4着タイダルロックも、内容は悪くありません。
直線ではアドマイヤクワッズとライヒスアドラーの間を突く形になり、最後まで十分に追い切れなかった印象があります。それでも脚色そのものは大きく鈍っておらず、最後までしっかり脚を使っています。権利には届きませんでしたが、着順以上に中身のある4着。今回の上位勢と比べても見劣る内容ではなく、次走で人気を落とすようなら、十分狙い目になる一頭でしょう。

こうして振り返ると、今年の弥生賞は単純に「後ろ有利」で片付けるには惜しいレースです。
たしかに、前半で脚を使わず、後方で無理なく運べた馬が有利だったのは間違いありません。ただ、その中でバステールはきっちり勝ち切り、アドマイヤクワッズは前で受けながら内容を作り、ライヒスアドラーはその後ろから差し返した。立場の違う馬たちが、それぞれ別の強さを見せたレースでもありました。


皐月賞へ向けて

今年の弥生賞は、レースレベルそのものはまずまず高かったと見ています。
理由は明快で、序盤に脚を使わせる区間があり、なおかつ最後も長く脚を使わせる流れになったからです。楽な平均ペースではありません。だからこそ、この流れで結果を残した上位馬には、それぞれ相応の評価が必要でしょう。

ただし、皐月賞はまた別の競馬になります。
今回は少頭数で、各馬の進路や立ち位置が比較的明確でした。しかし本番は多頭数。序盤のポジション争いも、4角の進路取りも、直線の圧力も一段上がります。弥生賞で見せた長所が、そのまま皐月賞で発揮できるとは限りません。

その中で、今回もっとも本番へつながる強さを見せたのはバステールでしょう。
後方で折り合い、最後に脚を爆発させる形は、展開待ちのようでいて、実はかなり武器が明確です。多頭数でもリズムを崩さず運べるなら、本番でも怖い存在になります。

一方で、地力の高さという意味ではアドマイヤクワッズも軽く扱えません。
今回のように前で流れを受けながら崩れず、なお勝ち負け圏で踏ん張れる馬は、本番で展開ひとつ噛み合えば逆転の余地があります。今回の3着は、単なる着順以上に価値があると思います。

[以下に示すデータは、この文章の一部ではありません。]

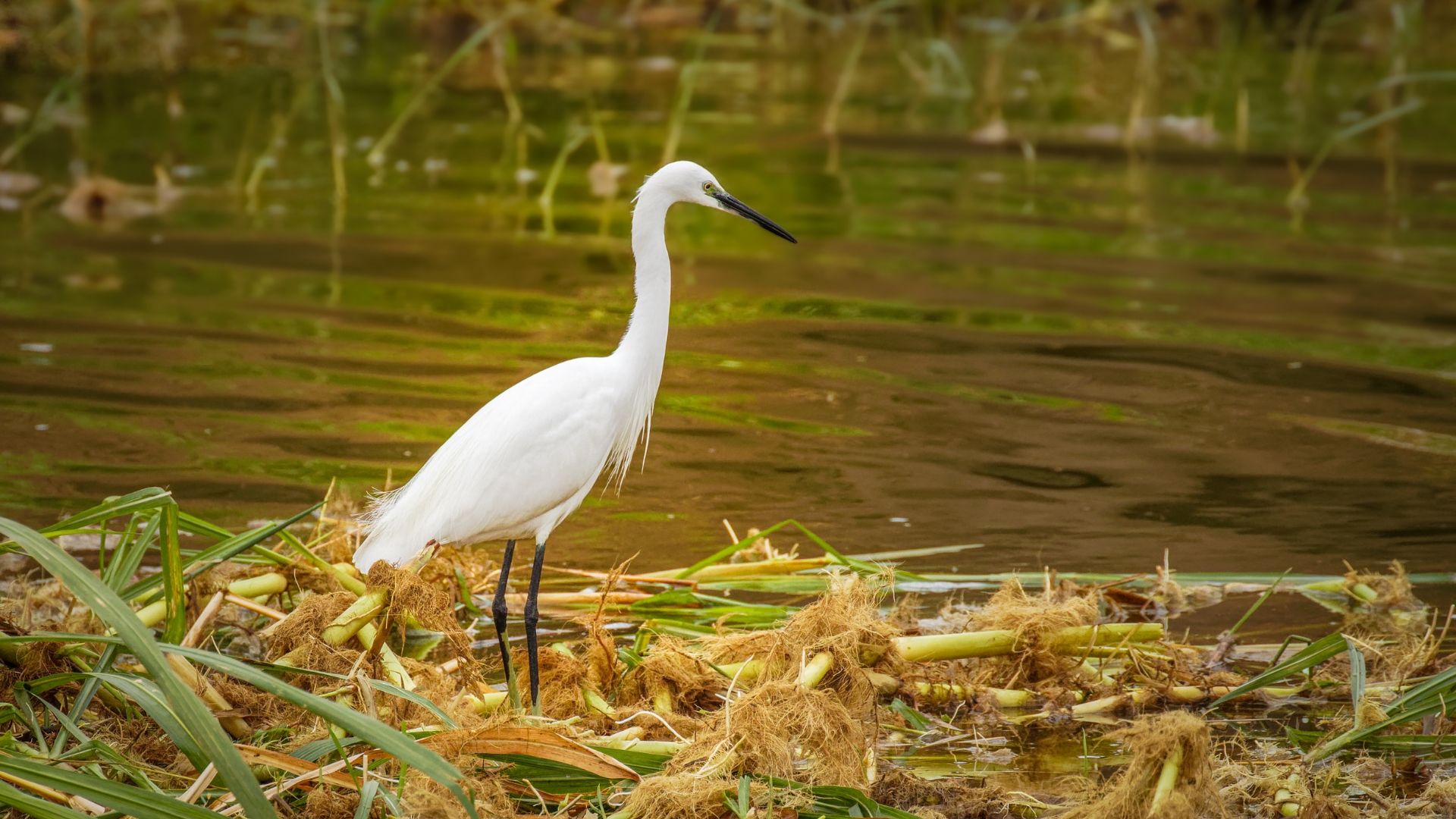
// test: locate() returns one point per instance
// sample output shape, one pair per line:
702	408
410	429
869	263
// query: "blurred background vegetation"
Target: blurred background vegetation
1110	273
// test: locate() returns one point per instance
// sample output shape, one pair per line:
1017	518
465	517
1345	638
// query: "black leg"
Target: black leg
532	617
498	614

ライヒスアドラーもまた、まだ良くなる余地を残しながらあの競馬です。
完成度で押し切ったというより、粗さを残しつつ能力でまとめてきた印象。だからこそ、本番までの上積みがあれば、さらに面白い存在になってきます。

総じて今年の弥生賞は、勝ち馬だけが強かったレースでもなければ、展開だけで決まったレースでもありません。
前で受けた馬にも、後ろで差した馬にも、それぞれ皐月賞へつながる材料がありました。
本番へ向けては、単純な着順比較よりも、多頭数になったときに、どの馬の長所がいちばん生きるのか。
そこをもう一段、丁寧に見極めていきたいところです。